Sen. Gary Peters, D-Mich., chairman of the Senate Homeland Security and Governmental Affairs Committee, has released a report saying the federal government lacks sufficient information on ransomware attacks and the use of cryptocurrency in ransom payments.
The report also found that current reporting of such attacks is fragmented across federal agencies and that lack of comprehensive information on cryptocurrency payments and ransomware attacks restricts available tools to protect against national security threats, Peters’ office said Tuesday.

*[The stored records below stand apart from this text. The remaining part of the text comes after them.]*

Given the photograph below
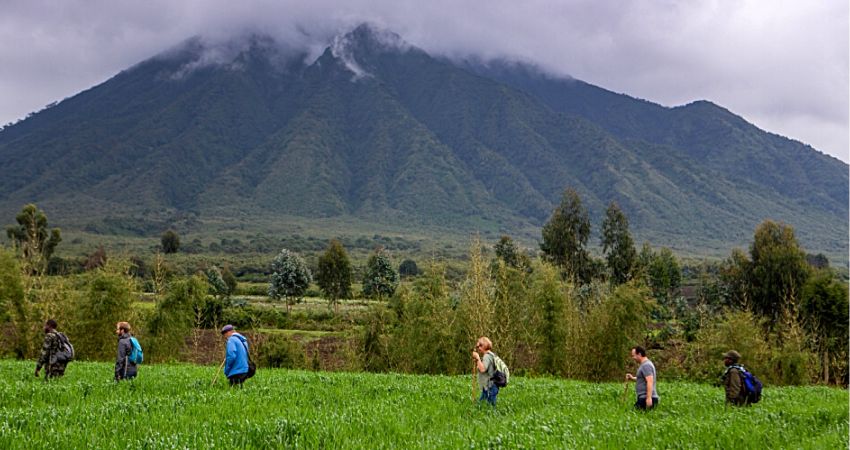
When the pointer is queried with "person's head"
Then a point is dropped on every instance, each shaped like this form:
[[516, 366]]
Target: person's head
[[122, 328], [638, 353], [228, 331], [731, 357], [483, 345]]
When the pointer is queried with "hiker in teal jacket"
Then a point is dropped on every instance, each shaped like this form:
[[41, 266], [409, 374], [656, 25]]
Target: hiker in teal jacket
[[236, 356], [124, 368]]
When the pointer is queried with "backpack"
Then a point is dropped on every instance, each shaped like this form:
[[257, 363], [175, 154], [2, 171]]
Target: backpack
[[502, 374], [752, 385], [136, 354], [252, 368], [66, 352]]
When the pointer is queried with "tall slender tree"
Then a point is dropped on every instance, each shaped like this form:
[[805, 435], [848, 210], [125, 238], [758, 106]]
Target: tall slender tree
[[290, 278], [32, 238], [334, 274], [380, 279], [565, 237], [617, 245], [778, 271]]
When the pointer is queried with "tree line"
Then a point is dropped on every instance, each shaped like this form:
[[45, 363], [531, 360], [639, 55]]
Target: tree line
[[563, 312]]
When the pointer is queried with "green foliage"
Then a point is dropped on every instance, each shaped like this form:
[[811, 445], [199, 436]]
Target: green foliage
[[229, 280], [174, 406], [277, 350], [664, 277], [96, 260], [424, 339], [14, 306], [507, 251], [375, 341], [215, 280], [380, 280], [334, 274], [735, 280], [408, 268], [550, 297], [434, 146], [290, 278], [615, 325], [736, 330], [175, 317], [106, 301], [824, 310], [617, 245], [170, 242], [565, 237], [32, 238]]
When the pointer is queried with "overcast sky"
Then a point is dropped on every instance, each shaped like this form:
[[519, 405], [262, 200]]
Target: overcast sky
[[781, 64]]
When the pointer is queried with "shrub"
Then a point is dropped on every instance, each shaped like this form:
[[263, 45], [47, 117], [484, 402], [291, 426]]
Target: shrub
[[277, 350]]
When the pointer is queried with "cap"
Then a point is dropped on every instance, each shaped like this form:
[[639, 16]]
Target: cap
[[733, 355]]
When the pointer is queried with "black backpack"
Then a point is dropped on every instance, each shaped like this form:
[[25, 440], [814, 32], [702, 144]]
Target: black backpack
[[66, 352]]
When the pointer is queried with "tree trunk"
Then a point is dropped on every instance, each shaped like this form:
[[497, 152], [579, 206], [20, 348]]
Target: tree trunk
[[826, 366]]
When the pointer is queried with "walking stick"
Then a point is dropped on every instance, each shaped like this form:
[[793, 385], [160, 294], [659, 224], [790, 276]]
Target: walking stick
[[215, 377], [474, 370]]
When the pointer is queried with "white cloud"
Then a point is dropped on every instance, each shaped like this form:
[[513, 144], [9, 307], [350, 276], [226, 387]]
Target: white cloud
[[782, 64]]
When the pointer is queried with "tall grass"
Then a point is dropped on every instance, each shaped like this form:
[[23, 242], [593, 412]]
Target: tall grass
[[175, 406]]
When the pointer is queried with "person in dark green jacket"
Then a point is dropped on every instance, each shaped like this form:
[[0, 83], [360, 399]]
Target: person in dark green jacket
[[733, 379]]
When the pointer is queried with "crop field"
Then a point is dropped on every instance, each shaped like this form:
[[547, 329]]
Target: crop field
[[176, 407]]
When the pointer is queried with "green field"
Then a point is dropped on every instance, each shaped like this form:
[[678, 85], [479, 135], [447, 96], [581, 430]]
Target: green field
[[175, 407]]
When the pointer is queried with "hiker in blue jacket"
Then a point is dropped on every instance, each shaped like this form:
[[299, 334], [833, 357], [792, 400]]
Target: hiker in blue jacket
[[236, 356], [124, 368]]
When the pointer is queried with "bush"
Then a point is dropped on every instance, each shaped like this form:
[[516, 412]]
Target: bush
[[277, 350], [106, 302], [736, 330]]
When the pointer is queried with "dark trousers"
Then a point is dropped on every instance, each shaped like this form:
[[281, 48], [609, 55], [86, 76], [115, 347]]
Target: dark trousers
[[238, 379], [641, 403]]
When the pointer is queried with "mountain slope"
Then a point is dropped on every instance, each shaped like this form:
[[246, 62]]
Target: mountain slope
[[379, 130]]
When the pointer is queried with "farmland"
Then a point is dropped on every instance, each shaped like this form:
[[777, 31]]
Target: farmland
[[175, 406]]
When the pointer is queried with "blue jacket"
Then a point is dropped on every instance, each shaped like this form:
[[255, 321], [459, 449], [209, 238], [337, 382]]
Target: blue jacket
[[236, 358]]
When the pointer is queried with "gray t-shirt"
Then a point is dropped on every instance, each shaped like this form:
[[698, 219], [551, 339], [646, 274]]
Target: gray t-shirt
[[489, 367], [646, 369]]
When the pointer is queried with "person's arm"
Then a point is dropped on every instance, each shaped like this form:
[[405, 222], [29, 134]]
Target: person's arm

According to the study, the lack of data on such attacks and payments restricts the capability of the federal government and the private sector in assisting victims of cybercrimes.
The report offers several recommendations, including the need for the administration to implement a law that requires incident reporting of cyberattacks and ransomware payments against critical infrastructure, and standardize federal data on ransom payments and ransomware incidents to facilitate analysis.
Congress should come up with more public-private programs to investigate the ransomware economy and support data sharing regarding ransomware payments and attacks.
Implementing the Cyber Incident Reporting for Critical Infrastructure Act of 2022 “will be a significant step to ensuring our government has better data to understand the scope of this threat, disrupt the incentive virtual currencies provide for cybercriminals to commit attacks, and help victims quickly recover after breaches,” Peters said.